The modelv3 object controls the core properties of the reconstructed Gaussian Splat model: how many splats it contains, the resolution it is trained at, its colour model, and whether a level-of-detail hierarchy is generated.

When you provide a modelv3 object, all four fields are required.

Parameter Type Allowed Values Description
splat_count integer 50000010000000 Target number of Gaussian splats in the trained model. Higher values capture more detail but increase processing time and file size.
training_resolution integer 1600, 2500, 3200 Maximum image edge length, in pixels, used during training. Input images are downscaled to fit. Larger values preserve more detail at higher cost.
spherical_harmonics_degrees integer 0, 3 Spherical-harmonics degree for view-dependent colour. 0 produces a smaller, view-independent model; 3 captures full view-dependent appearance (e.g. reflections).
level_of_detail boolean true, false Generate a level-of-detail hierarchy so viewers can stream progressively and render large scenes efficiently.

Example Request#

The example below creates a capture with a 3 million splat model trained at 2500 px, with full view-dependent colour and a level-of-detail hierarchy.

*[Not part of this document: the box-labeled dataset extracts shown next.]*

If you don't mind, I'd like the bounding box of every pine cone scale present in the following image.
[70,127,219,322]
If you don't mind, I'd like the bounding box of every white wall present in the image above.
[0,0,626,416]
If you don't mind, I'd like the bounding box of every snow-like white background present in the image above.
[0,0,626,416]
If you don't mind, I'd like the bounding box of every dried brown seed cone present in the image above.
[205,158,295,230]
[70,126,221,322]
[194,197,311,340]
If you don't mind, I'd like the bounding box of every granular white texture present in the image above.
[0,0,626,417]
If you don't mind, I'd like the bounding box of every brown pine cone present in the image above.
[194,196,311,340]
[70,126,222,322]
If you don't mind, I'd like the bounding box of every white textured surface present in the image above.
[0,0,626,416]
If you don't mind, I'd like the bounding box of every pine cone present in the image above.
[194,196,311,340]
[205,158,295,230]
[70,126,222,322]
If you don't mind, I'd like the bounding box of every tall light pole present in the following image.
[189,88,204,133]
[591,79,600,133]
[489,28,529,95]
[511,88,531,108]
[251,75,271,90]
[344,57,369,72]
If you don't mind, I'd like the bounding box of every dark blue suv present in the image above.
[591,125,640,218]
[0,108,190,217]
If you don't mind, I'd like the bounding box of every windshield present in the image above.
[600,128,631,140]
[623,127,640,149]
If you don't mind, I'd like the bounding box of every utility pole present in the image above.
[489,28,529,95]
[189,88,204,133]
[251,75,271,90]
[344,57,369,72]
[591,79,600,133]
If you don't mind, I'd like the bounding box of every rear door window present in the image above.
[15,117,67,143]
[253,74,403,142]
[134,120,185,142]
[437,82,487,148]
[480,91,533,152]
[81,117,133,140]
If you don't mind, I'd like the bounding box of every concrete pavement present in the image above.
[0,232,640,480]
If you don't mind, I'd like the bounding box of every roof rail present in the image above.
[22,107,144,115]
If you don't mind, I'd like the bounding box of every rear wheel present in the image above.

curl -X POST "https://teleport.varjo.com/api/v1/captures" \
  -H "Authorization: Bearer AUTH_TOKEN" \
  -H "Content-Type: application/json" \
  -d '{
    "name": "my_capture.zip",
    "bytesize": 104857600,
    "input_data_format": "bulk-images",
    "training_parameters": {
      "modelv3": {
        "splat_count": 3000000,
        "training_resolution": 2500,
        "spherical_harmonics_degrees": 3,
        "level_of_detail": true
      }
    }
  }'

The response is identical to a standard create capture request - continue with the regular upload flow from there.


Choosing Values#

  • splat_count - Start in the low millions for room-sized scenes and increase for larger or more detailed environments. Very high counts produce larger files and longer processing times.
  • training_resolution - 1600 is fastest and best for previews; 3200 retains the finest detail. 2500 is a good balance for most captures.
  • spherical_harmonics_degrees - Use 3 when accurate, view-dependent appearance (shiny or reflective surfaces) matters. Use 0 for the smallest, fastest-loading models.
  • level_of_detail - Keep enabled for large scenes or when streaming to the web or XR viewers.

⚠️ Validation errors (for example, an out-of-range splat_count or an unsupported training_resolution) return a 422 Unprocessable Entity response describing the offending field.